Eight years ago, I realized that the party was nearly over and wracked my brain to find a way to show the “big picture” for all to easily see. I envisioned a set of line graphs depicting time-based trends, showing the “hockey stick” inflection points portending imminent consequences. With each of these graphs—for human population growth, the economy, global temperatures, species extinctions, natural resource depletions—there would be an arrow pointing to the present day at or near the inflection point, with an overall title “You are here.”

Somehow, I could not find and assemble the data needed to fit this concept. In Crash Course, Martenson nails it!

His outlook for the future is pragmatically hopeful. First, we should all agree that our world has changed dramatically and irrevocably to the extent that there is little possibility of restoring that which we previously considered to be “normal living.”  

The next twenty years will be unlike the previous 20 years.

With this come two essential realities: that the age of economic growth fueled by mass consumerism is over. We cannot borrow-and-buy our way out of this mess, including the “innovative” methods of Wall Streeters that turned our global banking system into a casino.
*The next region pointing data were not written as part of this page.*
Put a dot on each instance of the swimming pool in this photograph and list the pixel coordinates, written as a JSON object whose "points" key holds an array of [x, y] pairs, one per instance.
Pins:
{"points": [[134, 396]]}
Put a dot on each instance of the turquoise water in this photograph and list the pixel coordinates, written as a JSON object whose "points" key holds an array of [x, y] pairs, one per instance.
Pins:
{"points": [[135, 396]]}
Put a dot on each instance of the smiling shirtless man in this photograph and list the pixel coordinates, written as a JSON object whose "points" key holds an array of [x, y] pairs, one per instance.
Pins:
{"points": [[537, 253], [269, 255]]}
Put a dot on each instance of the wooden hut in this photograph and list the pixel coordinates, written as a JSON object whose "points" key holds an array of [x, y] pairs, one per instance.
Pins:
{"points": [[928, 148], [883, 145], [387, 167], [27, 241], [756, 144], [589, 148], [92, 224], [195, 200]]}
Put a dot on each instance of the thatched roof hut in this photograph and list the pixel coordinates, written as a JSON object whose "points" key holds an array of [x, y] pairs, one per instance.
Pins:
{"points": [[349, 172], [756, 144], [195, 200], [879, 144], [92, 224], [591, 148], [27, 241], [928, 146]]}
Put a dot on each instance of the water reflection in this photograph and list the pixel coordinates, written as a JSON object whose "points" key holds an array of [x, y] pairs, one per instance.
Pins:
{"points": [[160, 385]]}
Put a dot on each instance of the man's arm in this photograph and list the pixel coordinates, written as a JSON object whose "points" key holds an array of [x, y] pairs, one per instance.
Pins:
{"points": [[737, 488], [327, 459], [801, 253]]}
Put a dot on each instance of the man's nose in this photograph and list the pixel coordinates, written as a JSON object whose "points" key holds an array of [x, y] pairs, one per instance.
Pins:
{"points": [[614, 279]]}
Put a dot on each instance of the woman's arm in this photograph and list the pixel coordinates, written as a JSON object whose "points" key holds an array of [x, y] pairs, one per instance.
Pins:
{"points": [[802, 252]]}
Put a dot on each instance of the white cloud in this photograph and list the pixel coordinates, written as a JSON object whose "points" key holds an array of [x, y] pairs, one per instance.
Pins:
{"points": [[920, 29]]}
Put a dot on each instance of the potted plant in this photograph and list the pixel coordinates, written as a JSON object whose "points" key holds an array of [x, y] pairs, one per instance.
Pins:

Also, economic growth is subject to limits imposed by natural, earth-based systems. All human activity is ultimately governed by the availability of energy, clean air, fresh water, healthy soil, viable fisheries, and so on. These systems have a finite capacity to provide us what we need, and so goes our aspirations for growth: finitely.

We therefore are faced with a future quite different from our past experience. We can either shape it according to these realities, or we can have our future dictated to us by the physical world.  
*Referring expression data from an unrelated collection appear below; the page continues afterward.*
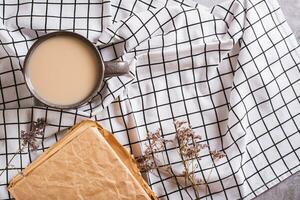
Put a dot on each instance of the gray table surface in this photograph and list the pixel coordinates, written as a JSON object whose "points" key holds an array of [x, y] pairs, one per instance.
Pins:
{"points": [[289, 189]]}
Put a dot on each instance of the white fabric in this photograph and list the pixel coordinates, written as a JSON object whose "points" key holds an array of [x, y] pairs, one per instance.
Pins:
{"points": [[231, 71]]}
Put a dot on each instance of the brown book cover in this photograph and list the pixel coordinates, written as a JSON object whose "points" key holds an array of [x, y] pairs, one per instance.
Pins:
{"points": [[87, 163]]}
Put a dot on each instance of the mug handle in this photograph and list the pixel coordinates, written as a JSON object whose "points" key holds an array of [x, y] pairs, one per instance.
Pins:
{"points": [[115, 68]]}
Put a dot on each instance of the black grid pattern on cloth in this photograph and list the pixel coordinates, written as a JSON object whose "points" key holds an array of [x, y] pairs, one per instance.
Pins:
{"points": [[232, 72]]}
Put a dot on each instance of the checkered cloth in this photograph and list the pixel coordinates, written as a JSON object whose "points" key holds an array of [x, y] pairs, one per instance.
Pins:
{"points": [[231, 71]]}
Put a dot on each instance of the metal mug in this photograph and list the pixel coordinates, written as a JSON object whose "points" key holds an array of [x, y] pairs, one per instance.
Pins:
{"points": [[107, 69]]}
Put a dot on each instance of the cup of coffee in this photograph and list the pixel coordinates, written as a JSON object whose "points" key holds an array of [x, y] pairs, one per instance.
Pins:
{"points": [[65, 70]]}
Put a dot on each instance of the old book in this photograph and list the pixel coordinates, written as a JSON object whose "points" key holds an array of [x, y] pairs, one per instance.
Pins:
{"points": [[87, 163]]}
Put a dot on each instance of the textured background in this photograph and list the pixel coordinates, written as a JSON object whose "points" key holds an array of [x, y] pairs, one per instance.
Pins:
{"points": [[290, 188]]}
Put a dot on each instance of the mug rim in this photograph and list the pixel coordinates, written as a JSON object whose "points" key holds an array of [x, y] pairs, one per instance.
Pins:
{"points": [[69, 34]]}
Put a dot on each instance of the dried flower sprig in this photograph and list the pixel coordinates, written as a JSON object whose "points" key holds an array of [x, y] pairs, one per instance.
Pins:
{"points": [[189, 148], [30, 139]]}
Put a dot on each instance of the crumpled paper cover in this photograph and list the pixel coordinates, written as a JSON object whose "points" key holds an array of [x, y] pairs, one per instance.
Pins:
{"points": [[87, 163]]}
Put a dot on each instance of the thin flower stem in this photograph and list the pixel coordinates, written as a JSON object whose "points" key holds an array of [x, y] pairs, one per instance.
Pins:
{"points": [[11, 159]]}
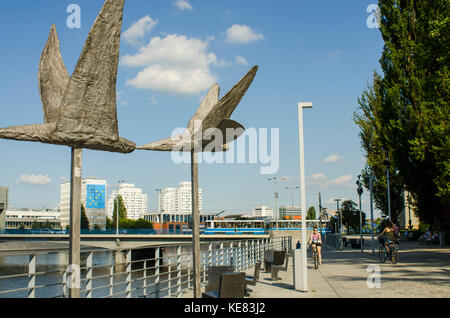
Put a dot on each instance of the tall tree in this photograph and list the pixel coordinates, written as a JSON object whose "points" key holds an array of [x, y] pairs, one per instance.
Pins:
{"points": [[122, 210], [311, 213], [414, 94]]}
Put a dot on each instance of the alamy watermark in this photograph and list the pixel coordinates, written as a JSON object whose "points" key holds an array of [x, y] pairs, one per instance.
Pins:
{"points": [[73, 276], [374, 20], [74, 19], [374, 279], [210, 146]]}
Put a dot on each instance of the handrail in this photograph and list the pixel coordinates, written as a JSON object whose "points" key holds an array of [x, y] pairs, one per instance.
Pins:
{"points": [[168, 279]]}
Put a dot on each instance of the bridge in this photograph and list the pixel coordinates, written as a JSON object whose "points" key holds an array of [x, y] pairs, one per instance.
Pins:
{"points": [[18, 243]]}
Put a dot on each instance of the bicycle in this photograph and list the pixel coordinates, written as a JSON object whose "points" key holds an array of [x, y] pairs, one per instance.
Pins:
{"points": [[383, 253], [315, 256]]}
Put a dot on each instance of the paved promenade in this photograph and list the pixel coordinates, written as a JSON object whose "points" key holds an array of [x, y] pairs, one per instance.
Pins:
{"points": [[423, 271]]}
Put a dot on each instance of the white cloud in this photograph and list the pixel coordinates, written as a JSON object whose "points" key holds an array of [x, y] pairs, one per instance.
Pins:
{"points": [[333, 158], [318, 177], [183, 5], [343, 180], [242, 34], [34, 179], [334, 54], [174, 64], [139, 29], [241, 60]]}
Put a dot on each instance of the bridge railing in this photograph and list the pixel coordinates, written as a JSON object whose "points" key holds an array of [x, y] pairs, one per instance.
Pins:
{"points": [[162, 271]]}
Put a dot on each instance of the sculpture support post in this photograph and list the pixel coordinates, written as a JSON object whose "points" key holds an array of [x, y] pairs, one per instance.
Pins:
{"points": [[75, 221], [195, 224]]}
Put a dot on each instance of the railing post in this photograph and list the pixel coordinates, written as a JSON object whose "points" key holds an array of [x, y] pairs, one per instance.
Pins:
{"points": [[144, 288], [111, 280], [32, 276], [210, 254], [240, 256], [128, 270], [246, 255], [231, 254], [221, 254], [179, 270], [190, 272], [65, 291], [89, 276], [157, 271]]}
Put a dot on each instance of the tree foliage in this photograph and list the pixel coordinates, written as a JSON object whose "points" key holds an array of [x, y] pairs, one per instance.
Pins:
{"points": [[372, 141], [311, 213], [351, 215], [413, 100]]}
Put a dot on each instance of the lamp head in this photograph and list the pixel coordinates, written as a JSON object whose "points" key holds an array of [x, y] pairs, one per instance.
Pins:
{"points": [[306, 105]]}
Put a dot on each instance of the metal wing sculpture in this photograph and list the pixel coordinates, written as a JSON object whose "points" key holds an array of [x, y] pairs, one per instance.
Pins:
{"points": [[81, 111], [212, 114]]}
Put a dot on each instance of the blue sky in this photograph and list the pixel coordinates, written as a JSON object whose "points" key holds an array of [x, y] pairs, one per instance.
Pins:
{"points": [[318, 51]]}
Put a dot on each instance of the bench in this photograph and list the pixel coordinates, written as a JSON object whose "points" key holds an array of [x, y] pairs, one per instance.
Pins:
{"points": [[231, 285], [214, 276], [276, 268], [278, 259]]}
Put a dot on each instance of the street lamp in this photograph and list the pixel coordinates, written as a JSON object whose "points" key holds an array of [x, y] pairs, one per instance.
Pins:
{"points": [[117, 220], [276, 200], [360, 192], [387, 163], [292, 198], [159, 205], [339, 216], [371, 179], [301, 106]]}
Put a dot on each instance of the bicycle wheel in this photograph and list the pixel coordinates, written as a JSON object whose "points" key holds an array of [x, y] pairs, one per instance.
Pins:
{"points": [[394, 257], [316, 261]]}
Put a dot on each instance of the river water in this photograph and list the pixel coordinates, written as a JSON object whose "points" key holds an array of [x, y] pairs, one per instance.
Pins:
{"points": [[13, 265]]}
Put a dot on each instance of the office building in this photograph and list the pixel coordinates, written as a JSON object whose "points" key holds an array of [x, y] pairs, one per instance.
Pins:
{"points": [[25, 218], [134, 200], [93, 198], [263, 211], [289, 212], [179, 200]]}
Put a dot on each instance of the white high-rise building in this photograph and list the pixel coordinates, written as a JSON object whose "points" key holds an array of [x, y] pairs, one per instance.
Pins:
{"points": [[134, 200], [263, 211], [167, 200], [178, 200], [93, 198]]}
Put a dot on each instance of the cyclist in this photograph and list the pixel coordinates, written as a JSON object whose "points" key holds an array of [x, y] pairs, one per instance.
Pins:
{"points": [[389, 235], [316, 240]]}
In Crash Course, Martinsen states that we have all the knowledge and technologies we need to create a better future for ourselves, and the only thing we currently lack is the political will to do so. It's not hard to see where we stand politically, judging by way that the Government's efforts to “recover” from the current recession/depression are largely focused on restoring the status quo: bailing out the multinational banks and the automobile companies.

Politically, we have not addressed the realities.

On this point, Crash Course, comes up short. Our political preoccupations are merely a reflection of more powerful barriers to meaningful change. In Martinsen's finely-reasoned treatise he does not uncover the root causes of our problems, and therefore his recommended actions sound tired and weak.

To develop an effective strategy, we need to understand how we got into this mess. This is where the New Renaissance can help.

More on that soon...

1 comment:

  1. Bravo on this post. I learned about Chris Martenson just a few months ago, and have already become a great fan of his work. I did not know about his personal background -- that is fascinating. Since learning about him, I've seen his name pop up several times on varous forums.